Rot ist die vorherrschende Farbe der Pausennummer. Drei georgische Tänzer wirbeln in landestypischen Kostümen über die Bühne und entfachen einen wahren Wirbel. Um der Klasse auch eine entsprechende Masse an die Seite zu stellen, wird das Trio von einem Ballett ergänzt. An dieser Darbietung sieht man sehr schön, wie Soleil Impulse für die Circuswelt gibt. 2002 hatte Varekai Premiere, 2004 sah man eine solche georgische Tanzgruppe bei Nock, im Jahr darauf bei Arlette Gruss. Auch das Requisit für die russische Schaukel bei Varekai dürfte wohl Vorbild für jenes gewesen sein, das wir in der Gruss-Produktion „Reves“ gesehen haben. Somit endet der erste Teil, der artistisch sicher nicht schwach ist und eine sehr üppige Ausstattung beinhaltet. Was aber fehlt sind die wirklich mitreißenden, begeisternden Elemente. Der zweite Teil beginnt artistisch mit Equilibristik und Handvoltigen eines Quintetts. Eingebettet ist diese Nummer in eine üppige Unter-Wasser-Szenerie. Wenngleich ich kein besonderer Freund dieses Genres bin, begeistert mich die Kür am Luftreif von Leysan Gayazova. Sie ist fetzig, mitreißend und macht einfach Spaß. Es folgt die zweite „Unterbrechung“ der Show durch das Comedy-Pärchen. Diesmal gibt es den seinen Spot verfolgenden Schnulzensänger. Wer den Spot führt, dürfte klar sein. Sehr originell, weil ungewöhnlich ist der Artist auf Krücken. An diesem „Requisit“ zeigt Dergin Tokmak Handstände und verschiedene Sprünge. Der geerdete Ikarus und der neue Besitzer seiner Flügel bereichern die Bühne ebenso wie eine Gruppe buckeliger Greise aus dem Ensemble. Stimmig in Szene gesetzt ist ebenfalls die Duoarbeit zweier Herren an den Strapaten, wenngleich diese nicht weiter im Gedächtnis bleibt. Keulen, Bälle, Tischtennisbälle und Sombreros sind die Requisiten von Octavio Alegria. Es gibt sicher Jongleure, die diese Requisiten sauberer beherrschen, es gibt aber wenige, die ihre Arbeit so brillant verkaufen – insbesondere trotz einer strengen Choreographie.


Leysan Gayazova

Ein wirklicher Meister seines Faches, der auch die höheren Schwierigkeitsgrade meistert. Es folgt der für mich komischste Moment der Show. Der Waldschrat wechselt die Glühbirne, die eine der anderen Figuren auf dem Helm trägt. Er tut dies so umständlich, dass es schon wieder geniale Züge trägt. Einfach herrlich komisch. Eine Darbietung die alles mitbringt, was eine wirklich überzeugende Artistiknummer braucht, ist die Equilibristik von Irina Naumenko. Die sympathische Russin findet sofort den direkten Kontakt zu den zahlreichen Zuschauern im Grand Chapiteau und verkauft so ihre sagenhafte, leistungsstarke Kunst optimal. Ein Hochgenuss ist es, ihr zuzuschauen. Gemeinsam mit Ikarus zeigt sie, quasi als da capo, ein kurzes Duo an den Strapaten.

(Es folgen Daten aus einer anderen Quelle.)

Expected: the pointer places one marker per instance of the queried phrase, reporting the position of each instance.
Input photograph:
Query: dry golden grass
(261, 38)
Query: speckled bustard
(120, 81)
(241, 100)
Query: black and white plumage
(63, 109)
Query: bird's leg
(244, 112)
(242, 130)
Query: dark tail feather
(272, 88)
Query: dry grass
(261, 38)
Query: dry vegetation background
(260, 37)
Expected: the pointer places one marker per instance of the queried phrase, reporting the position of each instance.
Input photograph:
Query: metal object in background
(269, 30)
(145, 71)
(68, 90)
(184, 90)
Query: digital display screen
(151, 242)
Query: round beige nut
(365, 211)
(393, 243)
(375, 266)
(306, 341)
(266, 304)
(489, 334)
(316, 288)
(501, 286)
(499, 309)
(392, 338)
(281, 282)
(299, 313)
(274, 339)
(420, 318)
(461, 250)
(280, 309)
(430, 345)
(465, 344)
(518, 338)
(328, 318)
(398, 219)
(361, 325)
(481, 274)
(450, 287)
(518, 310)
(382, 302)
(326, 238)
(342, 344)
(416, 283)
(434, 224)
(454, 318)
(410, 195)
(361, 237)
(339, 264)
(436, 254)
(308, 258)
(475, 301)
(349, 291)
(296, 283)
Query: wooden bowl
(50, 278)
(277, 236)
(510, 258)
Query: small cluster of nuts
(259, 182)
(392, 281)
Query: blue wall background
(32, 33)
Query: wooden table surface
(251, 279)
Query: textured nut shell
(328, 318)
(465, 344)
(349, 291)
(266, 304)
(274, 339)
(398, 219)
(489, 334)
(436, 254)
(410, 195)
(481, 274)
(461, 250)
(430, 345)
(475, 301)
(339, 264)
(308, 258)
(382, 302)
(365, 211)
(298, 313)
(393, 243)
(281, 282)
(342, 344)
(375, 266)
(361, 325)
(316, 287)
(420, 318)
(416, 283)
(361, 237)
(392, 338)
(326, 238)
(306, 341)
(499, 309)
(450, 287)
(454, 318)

Octavio Alegria, Russische Schaukel, Irina Naumenko

Es folgt eine Szene mit Sängern und Mitgliedern des Ensembles, die teilweise in den Kostümen ihrer bereits absolvierten Auftritte erscheinen. Es ist eine Art vorgezogenes Finale. Als dieses vorbei ist, stehen auf der Bühne alle Requisiten für die Russische Schaukel. Dieser Umbau geschieht, wie alle anderen davor, so geschickt, dass man ihn so gut wie gar nicht mitbekommt. So perfekt läuft die Show ab. Dieser letzte Punkt einer durchgehenden Performance, die alle andere als ein Nummernprogramm ist, ist so furios gelungen, dass sich die Begeisterung quasi von alleine einstellt. Einmalige artistische Leistungen, die von Musik und einem Timing getragen wird, die auf den Punkt stimmt. Grandios. Die Show endet mit dem Finale aller Mitwirkenden, Musiker inklusive. Keine Frage, Varekai, ist hochwertig, stark besetzt, einfach perfekt gemacht.

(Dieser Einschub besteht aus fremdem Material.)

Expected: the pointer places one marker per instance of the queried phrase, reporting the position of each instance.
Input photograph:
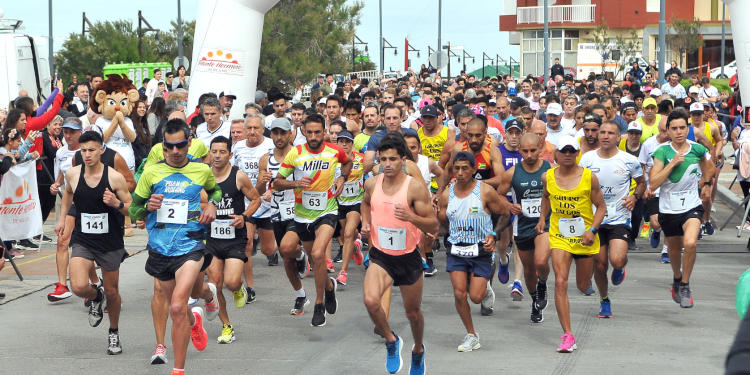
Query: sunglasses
(169, 145)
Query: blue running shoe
(618, 276)
(418, 367)
(393, 361)
(655, 238)
(502, 272)
(606, 309)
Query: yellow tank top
(432, 147)
(572, 215)
(649, 130)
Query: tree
(302, 38)
(686, 36)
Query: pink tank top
(390, 235)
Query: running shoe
(341, 278)
(618, 276)
(273, 259)
(198, 334)
(686, 298)
(655, 238)
(393, 360)
(675, 289)
(605, 310)
(516, 292)
(568, 344)
(708, 228)
(502, 271)
(303, 265)
(115, 347)
(160, 355)
(227, 334)
(357, 254)
(488, 302)
(418, 367)
(299, 305)
(430, 270)
(330, 298)
(28, 244)
(319, 315)
(471, 342)
(541, 295)
(250, 295)
(212, 308)
(95, 309)
(240, 297)
(61, 292)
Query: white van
(25, 65)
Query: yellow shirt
(571, 216)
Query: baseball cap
(567, 140)
(554, 109)
(649, 102)
(346, 135)
(696, 108)
(281, 123)
(634, 126)
(429, 111)
(72, 125)
(513, 124)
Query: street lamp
(355, 42)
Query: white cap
(567, 140)
(635, 126)
(554, 109)
(696, 108)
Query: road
(648, 334)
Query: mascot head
(116, 94)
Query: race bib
(470, 251)
(531, 207)
(95, 223)
(172, 211)
(314, 200)
(678, 199)
(572, 227)
(392, 238)
(222, 229)
(351, 189)
(286, 210)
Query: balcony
(557, 14)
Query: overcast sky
(475, 27)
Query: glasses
(180, 145)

Und gerade letzteres ist für mich auch das Manko der Soleil-Produktionen. Mein Herz hängt weiterhin am „richtigen“ Circus, bei dem Artisten, Clowns und Tiere ihre eigene Persönlichkeit zeigen dürfen, wo Patzer passieren und auch mal improvisiert werden darf, wenn es nicht so läuft wie geplant. All das eben, was passiert, wenn Menschen Menschen sein dürfen und Tiere, die eben nicht immer gleichförmig „funktionieren“, ihren Charakter in der Manege zeigen.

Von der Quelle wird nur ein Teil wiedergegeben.